While solutions won’t be simple to execute, the needs are clear, Fogg feels.

Workforce development, of course, is the elephant in the room. While Marquis leaders believe the non-professional workforce will return to strength when pandemic conditions subside, there is uneasiness about skilled clinicians.

“What really scares us and concerns us is the professional workforce, whether nurses or therapists,” Fogg said. “Having enough people to care for the residents is a very frightening and scary thing. Hopefully as an industry, all of us can come up with strategies and new approaches to attract that new workforce in.”

The desire is that nursing school registrations will rise — with a greater willingness of schools to broaden their recruiting and capacity, Fogg said. 

“It appears as if nursing schools want to maintain their accreditations or ratings by limiting the number of students they have, which allows them to be more selective about who they bring in and drive better results,” Fogg said. “To me, that’s just crazy town, but it seems that happens.”

He hopes the industry can exert pressure to change regulations and policies that don’t promote nursing school growth.

“Certainly, the tangible inflation in wages that are being paid in our industry through the pandemic — I hope that is another way we’re going to attract more people, just because of what wage rates are, versus what they used to be,” he added.

The smarter way

He feels his companies’ growing use of data analytics has been a differentiator, particularly with workforce matters.

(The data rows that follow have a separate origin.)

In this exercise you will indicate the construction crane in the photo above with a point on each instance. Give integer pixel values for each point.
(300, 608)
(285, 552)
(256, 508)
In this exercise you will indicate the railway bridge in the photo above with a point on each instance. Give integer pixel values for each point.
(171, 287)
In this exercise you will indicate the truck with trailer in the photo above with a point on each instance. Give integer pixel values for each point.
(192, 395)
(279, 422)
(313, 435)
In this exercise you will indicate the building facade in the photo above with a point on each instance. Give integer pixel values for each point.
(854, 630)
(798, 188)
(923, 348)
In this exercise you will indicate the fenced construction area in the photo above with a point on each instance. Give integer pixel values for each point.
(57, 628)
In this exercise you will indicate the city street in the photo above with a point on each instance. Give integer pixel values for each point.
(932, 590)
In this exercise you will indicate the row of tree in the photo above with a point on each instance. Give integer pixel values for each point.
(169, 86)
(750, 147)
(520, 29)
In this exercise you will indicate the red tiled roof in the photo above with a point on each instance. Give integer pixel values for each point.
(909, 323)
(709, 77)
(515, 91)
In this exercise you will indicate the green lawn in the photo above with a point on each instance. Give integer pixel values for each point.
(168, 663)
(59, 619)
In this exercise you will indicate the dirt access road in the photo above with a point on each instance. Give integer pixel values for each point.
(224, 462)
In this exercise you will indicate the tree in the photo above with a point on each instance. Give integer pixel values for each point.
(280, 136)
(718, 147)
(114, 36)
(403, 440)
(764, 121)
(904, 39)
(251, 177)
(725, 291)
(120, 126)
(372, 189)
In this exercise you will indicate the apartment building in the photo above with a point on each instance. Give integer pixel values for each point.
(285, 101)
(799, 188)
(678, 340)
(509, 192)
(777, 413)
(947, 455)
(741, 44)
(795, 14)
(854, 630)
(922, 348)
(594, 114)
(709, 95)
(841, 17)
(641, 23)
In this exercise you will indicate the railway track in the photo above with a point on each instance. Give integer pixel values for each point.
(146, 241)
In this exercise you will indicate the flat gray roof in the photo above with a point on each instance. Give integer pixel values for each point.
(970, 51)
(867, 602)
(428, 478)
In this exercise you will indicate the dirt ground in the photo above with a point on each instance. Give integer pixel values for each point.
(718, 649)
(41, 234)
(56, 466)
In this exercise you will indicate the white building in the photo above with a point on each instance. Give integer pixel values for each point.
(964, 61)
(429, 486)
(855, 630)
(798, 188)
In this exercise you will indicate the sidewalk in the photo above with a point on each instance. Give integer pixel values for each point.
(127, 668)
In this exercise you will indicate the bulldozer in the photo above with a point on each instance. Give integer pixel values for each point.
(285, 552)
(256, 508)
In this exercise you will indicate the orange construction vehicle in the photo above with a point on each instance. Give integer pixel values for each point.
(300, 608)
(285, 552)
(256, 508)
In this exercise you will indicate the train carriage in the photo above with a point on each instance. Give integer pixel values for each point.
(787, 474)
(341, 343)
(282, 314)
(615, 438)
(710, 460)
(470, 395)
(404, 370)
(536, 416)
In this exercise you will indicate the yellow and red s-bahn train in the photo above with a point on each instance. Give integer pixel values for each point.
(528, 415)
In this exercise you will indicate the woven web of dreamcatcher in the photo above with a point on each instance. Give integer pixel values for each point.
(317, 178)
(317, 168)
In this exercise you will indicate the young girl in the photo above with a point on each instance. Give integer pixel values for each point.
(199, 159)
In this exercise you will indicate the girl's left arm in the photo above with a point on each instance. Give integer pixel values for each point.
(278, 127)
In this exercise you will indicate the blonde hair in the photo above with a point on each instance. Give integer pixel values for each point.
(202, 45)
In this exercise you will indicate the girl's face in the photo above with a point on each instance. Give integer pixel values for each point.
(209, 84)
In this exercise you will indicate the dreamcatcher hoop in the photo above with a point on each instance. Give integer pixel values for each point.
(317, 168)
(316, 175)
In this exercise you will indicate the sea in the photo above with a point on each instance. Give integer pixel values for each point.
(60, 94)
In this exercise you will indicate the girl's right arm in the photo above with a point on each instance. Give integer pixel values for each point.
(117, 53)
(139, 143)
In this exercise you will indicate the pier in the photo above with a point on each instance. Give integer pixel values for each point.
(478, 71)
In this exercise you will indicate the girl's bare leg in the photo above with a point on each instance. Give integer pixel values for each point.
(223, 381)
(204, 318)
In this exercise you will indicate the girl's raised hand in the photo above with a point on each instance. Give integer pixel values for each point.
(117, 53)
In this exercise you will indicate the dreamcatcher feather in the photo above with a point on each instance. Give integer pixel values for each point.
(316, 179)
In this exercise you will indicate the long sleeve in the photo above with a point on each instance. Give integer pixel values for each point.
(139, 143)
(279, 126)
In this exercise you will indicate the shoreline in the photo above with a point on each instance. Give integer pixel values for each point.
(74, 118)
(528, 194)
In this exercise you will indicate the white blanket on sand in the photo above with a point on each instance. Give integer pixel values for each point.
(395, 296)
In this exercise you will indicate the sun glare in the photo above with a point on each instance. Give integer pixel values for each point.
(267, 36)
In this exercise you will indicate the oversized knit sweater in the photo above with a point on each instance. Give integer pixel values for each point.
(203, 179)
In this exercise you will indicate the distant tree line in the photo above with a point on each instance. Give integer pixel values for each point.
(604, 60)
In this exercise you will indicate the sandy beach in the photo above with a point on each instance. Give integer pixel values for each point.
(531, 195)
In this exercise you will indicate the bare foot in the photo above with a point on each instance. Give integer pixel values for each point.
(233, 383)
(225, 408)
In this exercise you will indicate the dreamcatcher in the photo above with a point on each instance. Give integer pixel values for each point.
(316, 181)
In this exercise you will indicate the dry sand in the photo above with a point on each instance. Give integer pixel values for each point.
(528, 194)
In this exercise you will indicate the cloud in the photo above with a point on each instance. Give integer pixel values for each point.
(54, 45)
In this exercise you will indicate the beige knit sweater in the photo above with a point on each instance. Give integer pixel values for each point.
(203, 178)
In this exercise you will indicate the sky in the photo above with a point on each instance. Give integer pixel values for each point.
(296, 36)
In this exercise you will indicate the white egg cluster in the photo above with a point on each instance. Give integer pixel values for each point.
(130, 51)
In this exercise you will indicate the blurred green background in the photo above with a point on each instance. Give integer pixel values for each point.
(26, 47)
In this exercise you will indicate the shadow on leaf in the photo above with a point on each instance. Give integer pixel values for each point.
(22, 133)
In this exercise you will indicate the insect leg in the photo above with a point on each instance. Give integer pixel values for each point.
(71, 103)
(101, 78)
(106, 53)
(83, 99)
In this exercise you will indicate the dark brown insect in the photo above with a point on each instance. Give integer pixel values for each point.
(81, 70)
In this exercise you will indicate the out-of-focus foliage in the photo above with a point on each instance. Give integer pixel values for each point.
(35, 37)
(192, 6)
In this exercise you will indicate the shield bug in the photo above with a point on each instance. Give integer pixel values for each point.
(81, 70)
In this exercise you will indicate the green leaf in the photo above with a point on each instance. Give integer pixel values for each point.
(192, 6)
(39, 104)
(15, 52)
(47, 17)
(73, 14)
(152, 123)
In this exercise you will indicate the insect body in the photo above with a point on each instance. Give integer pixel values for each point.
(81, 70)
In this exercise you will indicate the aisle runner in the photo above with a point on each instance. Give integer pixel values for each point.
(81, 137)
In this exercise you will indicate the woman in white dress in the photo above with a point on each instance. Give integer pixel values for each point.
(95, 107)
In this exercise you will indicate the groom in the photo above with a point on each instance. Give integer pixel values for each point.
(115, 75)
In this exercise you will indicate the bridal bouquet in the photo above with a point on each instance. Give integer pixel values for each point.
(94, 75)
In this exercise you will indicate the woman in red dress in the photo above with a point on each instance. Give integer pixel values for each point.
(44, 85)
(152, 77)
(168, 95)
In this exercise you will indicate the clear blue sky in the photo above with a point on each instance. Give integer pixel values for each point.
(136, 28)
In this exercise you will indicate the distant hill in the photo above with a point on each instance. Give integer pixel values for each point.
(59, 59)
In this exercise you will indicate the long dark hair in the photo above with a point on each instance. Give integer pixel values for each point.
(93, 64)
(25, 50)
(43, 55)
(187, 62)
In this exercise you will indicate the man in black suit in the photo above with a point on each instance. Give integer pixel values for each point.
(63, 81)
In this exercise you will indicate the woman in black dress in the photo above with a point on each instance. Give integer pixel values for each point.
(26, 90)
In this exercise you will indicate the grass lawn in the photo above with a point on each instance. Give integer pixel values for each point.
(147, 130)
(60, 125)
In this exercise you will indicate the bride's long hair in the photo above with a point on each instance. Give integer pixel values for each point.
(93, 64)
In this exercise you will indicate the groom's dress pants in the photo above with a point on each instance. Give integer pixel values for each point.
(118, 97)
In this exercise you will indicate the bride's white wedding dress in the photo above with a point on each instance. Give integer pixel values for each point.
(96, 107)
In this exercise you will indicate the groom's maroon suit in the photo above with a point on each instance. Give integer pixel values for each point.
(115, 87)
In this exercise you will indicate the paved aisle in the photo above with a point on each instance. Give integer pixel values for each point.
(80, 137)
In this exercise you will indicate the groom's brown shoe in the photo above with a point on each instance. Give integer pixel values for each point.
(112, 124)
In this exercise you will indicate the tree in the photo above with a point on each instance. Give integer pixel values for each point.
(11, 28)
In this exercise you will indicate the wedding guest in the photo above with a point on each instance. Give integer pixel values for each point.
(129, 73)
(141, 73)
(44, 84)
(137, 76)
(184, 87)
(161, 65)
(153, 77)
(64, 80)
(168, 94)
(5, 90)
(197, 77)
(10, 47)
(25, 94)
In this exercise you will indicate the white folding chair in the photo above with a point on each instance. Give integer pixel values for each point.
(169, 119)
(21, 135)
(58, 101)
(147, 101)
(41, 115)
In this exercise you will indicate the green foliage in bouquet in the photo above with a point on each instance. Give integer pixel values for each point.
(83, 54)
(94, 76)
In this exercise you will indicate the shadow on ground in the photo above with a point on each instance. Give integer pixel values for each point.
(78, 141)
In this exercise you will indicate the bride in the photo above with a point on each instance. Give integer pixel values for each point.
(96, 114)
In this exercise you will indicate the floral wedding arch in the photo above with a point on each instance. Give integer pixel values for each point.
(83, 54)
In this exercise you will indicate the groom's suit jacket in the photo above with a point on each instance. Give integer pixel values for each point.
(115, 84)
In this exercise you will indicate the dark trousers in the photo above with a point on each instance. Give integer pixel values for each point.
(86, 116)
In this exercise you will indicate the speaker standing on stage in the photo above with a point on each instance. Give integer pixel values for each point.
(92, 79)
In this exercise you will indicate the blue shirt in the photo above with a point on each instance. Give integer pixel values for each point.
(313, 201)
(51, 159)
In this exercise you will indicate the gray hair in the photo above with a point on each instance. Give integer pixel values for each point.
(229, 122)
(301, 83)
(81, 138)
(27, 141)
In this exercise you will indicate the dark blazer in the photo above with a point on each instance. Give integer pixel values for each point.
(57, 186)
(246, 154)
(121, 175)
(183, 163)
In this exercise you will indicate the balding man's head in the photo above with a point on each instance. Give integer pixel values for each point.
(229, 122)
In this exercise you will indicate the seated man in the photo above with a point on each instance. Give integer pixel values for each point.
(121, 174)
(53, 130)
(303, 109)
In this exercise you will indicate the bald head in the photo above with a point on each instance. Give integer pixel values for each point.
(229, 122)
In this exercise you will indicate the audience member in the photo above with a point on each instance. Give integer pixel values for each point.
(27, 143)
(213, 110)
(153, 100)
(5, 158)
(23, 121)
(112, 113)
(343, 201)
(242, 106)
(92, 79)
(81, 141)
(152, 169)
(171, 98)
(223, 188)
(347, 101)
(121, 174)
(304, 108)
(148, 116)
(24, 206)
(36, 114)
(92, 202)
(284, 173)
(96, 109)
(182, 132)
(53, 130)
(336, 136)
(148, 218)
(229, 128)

“We’ve got a set of metrics on workforce supply even before people come to work for us. We learn how we’re doing with inquiries, what’s giving us the best return in terms of spending money to bring workforce in, why people are leaving us.”

He said one of the most interesting technological advances has been gaining the ability to understand which external sources are attracting the most and best work candidates.

“It allows us to position our dollars that we have budgeted for that (recruitment) in the right spot to give us the best return,” he said. “I’ve enjoyed being able to see where we get the most new hires.”

Embracing age discrimination

Marquis will build new facilities or acquire only very new ones to address what it considers the industry’s second-biggest concern: the aging of physical plants.

“It’s going to be a building that is fairly new or in pretty good shape as a plant. As an organization, we made that decision. I wouldn’t say that’s an industry wide position,” explained Fogg, who has closed more than $250 million in transactions. “It mitigates our risk that we end up with buildings that are no longer usable or obsolete. I think you’ll see more providers embracing that philosophy.”

Marquis will build SNFs that are smaller and focused only on “anything and everything around catering to the short-stay resident.”

There could be a doubling of the number of the facilities, or even greater than that, of what we have today because of the needs of that group.

Steve Fogg

The goal is “having adequate space for therapy services and other services done with the short-stay population, versus an old, small short-stay facility that was built where there wasn’t much in the way for short-stays.”

“Location in the market is another big driver,” he added. “Proximity to the hospital is a huge driver for us.”

Managing crowds

The pandemic’s overall slowdown could cause problems as the baby boomers start to jam the pipeline and building projects amble through production, he believes.

“There’s not a lot of thinking about new construction or new development. So the longer it takes to get out of this and have the industry recover, it could lead to delays in new development that are absolutely necessary for the boomers.

“There could be a doubling of the number of the facilities, or even greater than that, of what we have today because of the needs of that group,” he observed. “That can’t happen overnight.”

Expect success, achieve success

Fogg believes in the approach “attitude determines altitude.”

“While it’s been the most challenging times of our career, we’re eternally optimistic, so we always look at the bright side,” he said of him and his brother, company President and CEO Phil Fogg Jr.

“It certainly helps to bring that type of feeling into your culture,” he added. “If you’re in an environment where it’s not like that, you’re going to have a harder challenge.”